Method: We introduce WAGIBench, the first benchmark for goal inference in wearable agent settings, comprising 29 hours of real-world first-person multimodal data. We propose a vision-language model (VLM)-based multimodal goal inference framework and conduct ablation studies to quantify each modality’s contribution. Evaluation includes multiple-choice accuracy and generative relevance scoring.
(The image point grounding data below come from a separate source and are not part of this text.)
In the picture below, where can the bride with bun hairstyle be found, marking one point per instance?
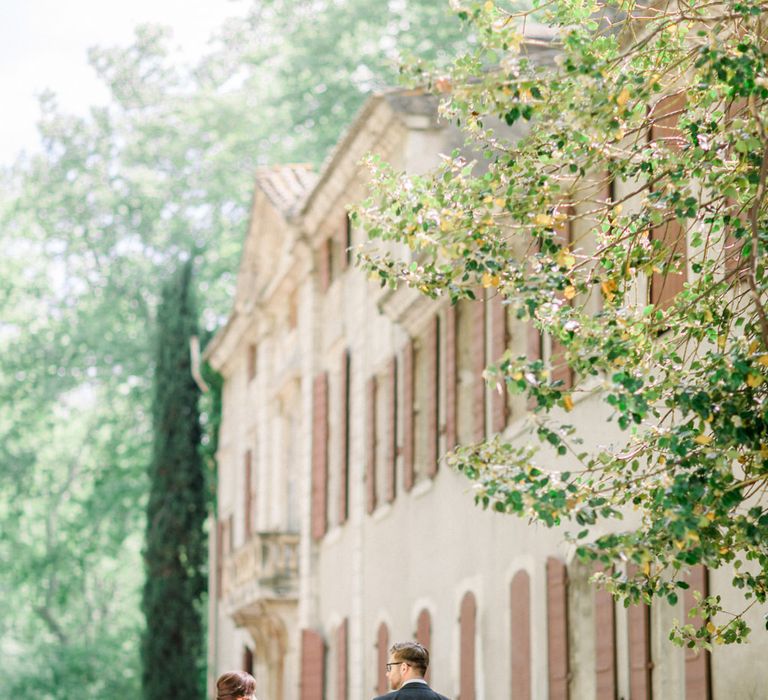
(236, 685)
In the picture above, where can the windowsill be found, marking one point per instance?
(382, 511)
(422, 487)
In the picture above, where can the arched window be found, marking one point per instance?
(557, 628)
(520, 635)
(467, 629)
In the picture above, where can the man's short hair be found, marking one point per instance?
(412, 652)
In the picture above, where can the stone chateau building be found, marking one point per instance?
(339, 530)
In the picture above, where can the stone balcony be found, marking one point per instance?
(266, 567)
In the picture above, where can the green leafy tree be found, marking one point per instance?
(646, 138)
(116, 198)
(175, 545)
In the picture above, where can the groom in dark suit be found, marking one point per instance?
(408, 662)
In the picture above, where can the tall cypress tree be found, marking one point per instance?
(175, 549)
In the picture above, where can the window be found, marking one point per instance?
(557, 629)
(426, 395)
(251, 361)
(520, 636)
(467, 633)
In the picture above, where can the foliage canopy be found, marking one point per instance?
(628, 222)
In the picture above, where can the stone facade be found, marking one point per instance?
(340, 531)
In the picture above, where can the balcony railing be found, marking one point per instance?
(266, 566)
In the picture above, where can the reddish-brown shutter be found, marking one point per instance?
(408, 436)
(324, 265)
(320, 457)
(499, 340)
(534, 351)
(664, 288)
(697, 666)
(557, 628)
(432, 361)
(450, 376)
(247, 495)
(478, 367)
(370, 444)
(560, 369)
(390, 432)
(312, 665)
(520, 635)
(344, 439)
(247, 660)
(605, 646)
(424, 633)
(341, 660)
(639, 638)
(382, 656)
(467, 628)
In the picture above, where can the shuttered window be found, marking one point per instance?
(370, 444)
(382, 656)
(520, 636)
(450, 376)
(342, 675)
(344, 438)
(665, 131)
(248, 494)
(408, 427)
(320, 457)
(479, 361)
(557, 629)
(426, 387)
(499, 341)
(323, 262)
(697, 665)
(560, 369)
(312, 665)
(390, 431)
(639, 633)
(467, 633)
(605, 646)
(424, 633)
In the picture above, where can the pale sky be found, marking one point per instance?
(44, 43)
Results: Human performance achieves 93% accuracy on the multiple-choice task, while the state-of-the-art (SOTA) model attains only 84%; in generative evaluation, SOTA models produce semantically relevant goals for just 55% of instances. Our core contributions are: (1) establishing the first wearable-specific goal inference benchmark; (2) revealing a substantial human–machine gap in implicit intention understanding; and (3) proposing a new paradigm and evaluation standard for interaction-free, embodied goal perception.
📝 Abstract
There has been a surge of interest in assistive wearable agents: agents embodied in wearable form factors (e.g., smart glasses) who take assistive actions toward a user's goal/query (e.g. "Where did I leave my keys?"). In this work, we consider the important complementary problem of inferring that goal from multi-modal contextual observations. Solving this "goal inference" problem holds the promise of eliminating the effort needed to interact with such an agent. This work focuses on creating WAGIBench, a strong benchmark to measure progress in solving this problem using vision-language models (VLMs). Given the limited prior work in this area, we collected a novel dataset comprising 29 hours of multimodal data from 348 participants across 3,477 recordings, featuring ground-truth goals alongside accompanying visual, audio, digital, and longitudinal contextual observations. We validate that human performance exceeds model performance, achieving 93% multiple-choice accuracy compared with 84% for the best-performing VLM. Generative benchmark results that evaluate several families of modern vision-language models show that larger models perform significantly better on the task, yet remain far from practical usefulness, as they produce relevant goals only 55% of the time. Through a modality ablation, we show that models benefit from extra information in relevant modalities with minimal performance degradation from irrelevant modalities.